Implementation Plan:

Using the AWS Console:

  1. Log in to the AWS Management Console.

  2. Navigate to EC2 > Load Balancers and select the load balancer to configure.

  3. Under the Listeners tab, click Add listener.

  4. Select HTTPS as the protocol and associate the appropriate SSL certificate from ACM or upload a new certificate.

  5. Set up the necessary security settings and SSL policies (e.g., use strong encryption ciphers).

  6. Save the listener settings and confirm that HTTPS traffic is handled by the load balancer.

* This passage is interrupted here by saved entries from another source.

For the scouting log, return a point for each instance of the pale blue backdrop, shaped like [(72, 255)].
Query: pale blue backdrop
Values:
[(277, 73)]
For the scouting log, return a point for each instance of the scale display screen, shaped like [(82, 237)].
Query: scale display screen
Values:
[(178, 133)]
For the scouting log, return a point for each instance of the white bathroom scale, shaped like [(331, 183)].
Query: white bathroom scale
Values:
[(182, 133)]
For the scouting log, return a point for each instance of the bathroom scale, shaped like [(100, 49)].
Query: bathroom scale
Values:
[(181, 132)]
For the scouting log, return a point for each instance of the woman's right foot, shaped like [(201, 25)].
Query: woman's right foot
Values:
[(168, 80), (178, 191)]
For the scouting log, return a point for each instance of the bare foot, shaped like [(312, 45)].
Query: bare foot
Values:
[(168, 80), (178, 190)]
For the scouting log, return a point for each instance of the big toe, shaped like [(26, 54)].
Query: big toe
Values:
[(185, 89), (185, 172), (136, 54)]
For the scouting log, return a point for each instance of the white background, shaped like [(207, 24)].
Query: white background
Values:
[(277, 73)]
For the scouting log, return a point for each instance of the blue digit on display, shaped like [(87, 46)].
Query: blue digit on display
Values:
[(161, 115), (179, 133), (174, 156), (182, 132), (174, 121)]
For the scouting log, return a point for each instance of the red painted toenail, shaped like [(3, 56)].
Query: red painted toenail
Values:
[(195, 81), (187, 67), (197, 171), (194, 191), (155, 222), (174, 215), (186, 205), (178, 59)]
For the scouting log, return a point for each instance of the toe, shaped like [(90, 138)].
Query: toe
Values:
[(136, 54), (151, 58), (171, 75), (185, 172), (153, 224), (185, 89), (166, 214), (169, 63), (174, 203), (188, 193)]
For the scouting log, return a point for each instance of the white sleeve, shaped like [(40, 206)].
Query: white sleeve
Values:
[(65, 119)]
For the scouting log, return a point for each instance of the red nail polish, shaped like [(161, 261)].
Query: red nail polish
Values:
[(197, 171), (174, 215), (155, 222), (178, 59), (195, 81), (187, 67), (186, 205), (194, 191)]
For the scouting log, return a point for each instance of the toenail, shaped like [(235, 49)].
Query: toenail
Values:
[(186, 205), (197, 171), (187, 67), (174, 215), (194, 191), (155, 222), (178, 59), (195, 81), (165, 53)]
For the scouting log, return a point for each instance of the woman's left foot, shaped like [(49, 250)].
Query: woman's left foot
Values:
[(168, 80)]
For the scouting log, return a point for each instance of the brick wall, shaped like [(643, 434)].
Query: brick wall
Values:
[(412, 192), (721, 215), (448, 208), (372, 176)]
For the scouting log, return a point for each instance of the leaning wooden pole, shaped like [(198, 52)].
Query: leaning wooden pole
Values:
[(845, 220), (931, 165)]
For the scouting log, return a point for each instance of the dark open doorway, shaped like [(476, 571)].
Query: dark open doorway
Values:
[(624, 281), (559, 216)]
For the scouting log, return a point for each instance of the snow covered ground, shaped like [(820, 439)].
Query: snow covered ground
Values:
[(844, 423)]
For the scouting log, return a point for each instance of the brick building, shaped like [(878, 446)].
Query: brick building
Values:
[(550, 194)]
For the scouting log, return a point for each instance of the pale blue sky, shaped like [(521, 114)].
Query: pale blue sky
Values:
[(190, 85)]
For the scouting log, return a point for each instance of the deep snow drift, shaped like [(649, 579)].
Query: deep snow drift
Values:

  7. Test by navigating to your load balancer’s DNS name and checking that HTTPS is working.

Using AWS CLI:

  1. To add an HTTPS listener to an existing load balancer, run: 

    aws elb create-load-balancer-listeners --load-balancer-name <load-balancer-name> --listeners Protocol=HTTPS,LoadBalancerPort=443,InstanceProtocol=HTTP,InstancePort=80,SSLCertificateId=<certificate-arn>

  2. Verify that the listener has been added by running: 

    aws elb describe-load-balancer-listeners --load-balancer-name <load-balancer-name>

  3. Test the load balancer’s DNS name by accessing it over HTTPS (e.g., https://<load-balancer-dns-name>).

Backout Plan:

Using the AWS Console:

  1. If the HTTPS configuration causes issues, navigate to Load Balancers in the EC2 Console.

  2. Select the load balancer, go to the Listeners tab, and delete the HTTPS listener by clicking Remove.

  3. Ensure that only the HTTP listener is left, and verify that HTTP traffic is functioning correctly.

Using AWS CLI:

  1. To remove the HTTPS listener, run: 

    aws elb delete-load-balancer-listeners --load-balancer-name <load-balancer-name> --load-balancer-ports 443

  2. Verify that the listener is removed and the load balancer is only accepting HTTP traffic:

     aws elb describe-load-balancer-listeners --load-balancer-name <load-balancer-name>

References:

CIS Controls:

Version

Control ID

Control Description

v8

9.6

Ensure that all traffic to your Elastic Load Balancer (ELB) is encrypted using HTTPS to protect data in transit.

v7

12.5

Enable HTTPS on all load balancers to ensure secure communication between clients and your services.